How do we know we're finding all of the zeros to Riemann zeta function?

Question

I've seen it reported that we've found all of the nontrivial zeros to the Riemann zeta function up to some large height, and that all of them have real part $1/2$; i.e. a counterexample would need imaginary part larger than that. But how do we know that we are not missing any zeros?

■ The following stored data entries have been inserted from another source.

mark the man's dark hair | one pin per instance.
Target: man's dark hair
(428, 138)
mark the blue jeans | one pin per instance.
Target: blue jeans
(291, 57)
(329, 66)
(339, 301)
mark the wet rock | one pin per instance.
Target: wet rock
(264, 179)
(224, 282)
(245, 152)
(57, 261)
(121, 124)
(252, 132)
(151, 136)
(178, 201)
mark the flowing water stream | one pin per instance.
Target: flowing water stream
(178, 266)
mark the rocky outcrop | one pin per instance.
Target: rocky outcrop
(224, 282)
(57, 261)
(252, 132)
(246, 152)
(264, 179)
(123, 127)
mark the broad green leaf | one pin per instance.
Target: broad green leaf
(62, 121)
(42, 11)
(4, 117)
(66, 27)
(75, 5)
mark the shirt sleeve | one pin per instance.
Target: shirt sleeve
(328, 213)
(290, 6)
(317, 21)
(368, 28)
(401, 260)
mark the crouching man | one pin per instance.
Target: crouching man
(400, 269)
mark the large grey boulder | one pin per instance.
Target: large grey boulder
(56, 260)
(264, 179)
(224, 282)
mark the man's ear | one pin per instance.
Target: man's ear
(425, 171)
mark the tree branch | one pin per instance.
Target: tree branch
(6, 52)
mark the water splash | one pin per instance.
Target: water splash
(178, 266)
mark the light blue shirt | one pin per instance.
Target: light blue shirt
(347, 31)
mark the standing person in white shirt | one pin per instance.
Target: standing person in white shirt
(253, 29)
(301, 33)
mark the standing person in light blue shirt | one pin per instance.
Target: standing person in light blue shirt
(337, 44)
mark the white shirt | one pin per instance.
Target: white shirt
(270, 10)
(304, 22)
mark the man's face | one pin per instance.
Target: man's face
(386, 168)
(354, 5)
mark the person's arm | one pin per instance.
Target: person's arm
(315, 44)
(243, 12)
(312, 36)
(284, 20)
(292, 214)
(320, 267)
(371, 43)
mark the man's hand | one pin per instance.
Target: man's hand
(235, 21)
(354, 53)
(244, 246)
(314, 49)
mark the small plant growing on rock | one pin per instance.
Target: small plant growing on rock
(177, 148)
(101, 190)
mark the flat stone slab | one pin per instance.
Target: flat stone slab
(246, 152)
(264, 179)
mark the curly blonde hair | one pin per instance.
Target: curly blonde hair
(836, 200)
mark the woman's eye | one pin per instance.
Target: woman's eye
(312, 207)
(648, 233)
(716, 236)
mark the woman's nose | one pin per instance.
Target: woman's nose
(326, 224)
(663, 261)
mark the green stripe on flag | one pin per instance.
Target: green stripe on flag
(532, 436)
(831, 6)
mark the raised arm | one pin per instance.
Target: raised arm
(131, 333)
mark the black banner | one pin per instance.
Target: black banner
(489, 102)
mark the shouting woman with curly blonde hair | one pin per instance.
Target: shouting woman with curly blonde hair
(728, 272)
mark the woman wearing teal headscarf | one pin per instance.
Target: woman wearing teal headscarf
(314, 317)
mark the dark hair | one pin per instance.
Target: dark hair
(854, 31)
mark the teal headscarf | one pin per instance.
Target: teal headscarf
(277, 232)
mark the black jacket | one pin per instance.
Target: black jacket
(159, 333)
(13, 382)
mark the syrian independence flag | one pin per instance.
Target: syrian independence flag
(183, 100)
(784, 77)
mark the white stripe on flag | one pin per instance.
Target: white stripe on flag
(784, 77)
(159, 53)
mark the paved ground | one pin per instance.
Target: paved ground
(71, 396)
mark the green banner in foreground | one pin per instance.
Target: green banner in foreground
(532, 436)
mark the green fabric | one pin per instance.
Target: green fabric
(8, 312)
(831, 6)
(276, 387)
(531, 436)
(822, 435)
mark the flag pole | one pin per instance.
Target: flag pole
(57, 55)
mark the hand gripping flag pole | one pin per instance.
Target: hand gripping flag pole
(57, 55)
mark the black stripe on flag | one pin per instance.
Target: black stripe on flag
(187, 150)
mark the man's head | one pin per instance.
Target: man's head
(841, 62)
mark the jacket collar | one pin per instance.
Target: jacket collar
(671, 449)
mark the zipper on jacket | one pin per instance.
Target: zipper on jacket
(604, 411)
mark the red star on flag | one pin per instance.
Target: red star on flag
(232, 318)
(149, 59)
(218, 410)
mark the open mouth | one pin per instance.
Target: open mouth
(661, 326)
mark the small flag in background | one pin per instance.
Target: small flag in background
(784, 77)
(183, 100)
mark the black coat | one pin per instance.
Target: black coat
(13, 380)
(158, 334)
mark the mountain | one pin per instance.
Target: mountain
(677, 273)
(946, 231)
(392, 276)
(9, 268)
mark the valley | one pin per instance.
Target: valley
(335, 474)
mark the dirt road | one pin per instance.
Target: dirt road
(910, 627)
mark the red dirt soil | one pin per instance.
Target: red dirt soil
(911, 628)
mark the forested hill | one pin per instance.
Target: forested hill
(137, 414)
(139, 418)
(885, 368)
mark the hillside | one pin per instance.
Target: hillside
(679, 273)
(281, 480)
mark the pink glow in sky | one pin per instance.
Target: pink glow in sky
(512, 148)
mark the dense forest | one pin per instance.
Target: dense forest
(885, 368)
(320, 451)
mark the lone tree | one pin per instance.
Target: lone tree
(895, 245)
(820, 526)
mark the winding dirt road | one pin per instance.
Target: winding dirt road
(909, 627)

I found a formula for counting the number of zeros $N(T)$ up to some height $T$:

$$N(T) = \frac{T}{2\pi}\left(\log\frac{T}{2\pi} - 1\right) + O(\log T)$$

Wikipedia says (without citation) and explicit form of the error is:

$$N(T) < \frac{T}{2\pi}\left(\log\frac{T}{2\pi} - 1\right) - \frac{7}{8} + 0.137\log T + 0.443\log\log T + 4.350$$

For illustration, the 3rd zero is reported as having $T=25.01085...$ If we plug that in to the inequality, we get $N(T)<5.95$. So since we only found three zeros, who's to say there aren't 2 zeros hiding out somewhere with real part $\neq 1/2$, imaginary part $<25$? Obviously this gets much more loose when we're talking about zeros up to $10^{20}$ or whatever.

Answer 1

The zeta function is so well-understood in many ways that we can actually accomplish this task. Here is the general strategy (of course, actual computational implementations are much more complicated in an effort to gain as much speed as possible). First, we:

• Make a function that can evaluate the completed zeta function $\xi(s)$ to however much precision you need. Not trivial (especially for fast calculation), but definitely doable.
• Note that the combination of the functional equation and Schwarz reflection gives us the identity $\xi(1-\bar s) = \overline{\xi(s)}$. In particular, $\xi(s)$ is real-valued on the critical line $\sigma=\frac12$.
• That means we can sample $\xi(s)$ at many values on the critical line and look for sign changes; every time we have a sign change between two sampled values, it is guaranteed that $\xi(s)$ (and hence $\zeta(s)$) has at least one zero on the critical line between the two sample points, by the usual intermediate value theorem.
• In this way, for example, we can show that $\zeta(s)$ has at least $29$ zeros up to height $H=100$. (There might be multiple zeros in those sampled intervals or zeros off of the critical line; but we can be sure that there are at least $29$ zeros.)

Then, independently we:

• Make a function that can evaluate the argument of the zeta function, and hence $S(T) = \frac1\pi \arg\zeta\big( \frac12+iT \big)$, to a reasonable precision. Again, not trivial but definitely doable.
• Derive a version of the formula $N(T) = \frac T{2\pi} \log\frac T{2\pi e} + \frac78 + S(T) + O\big( \frac1T \big)$ with an explicit constant---that is, with an error term that is at most $\frac CT$ in absolute value for some explicit $C>0$.
• Then, simply calculate the right-hand side of that explicit version of the formula. Note the answer must be an integer, so we don't even need our calculations to be all that precise!
• In this way, for example, we calculate $N(100)$ and the answer “just happens” to be $29$. Therefore we know that there are no zeros other than the ones we found on the critical line (and, for that matter, that all those zeros are simple; it is indeed also conjectured that all zeros of $\zeta(s)$ are simple zeros). We just verified the Riemann hypothesis up to height $100$!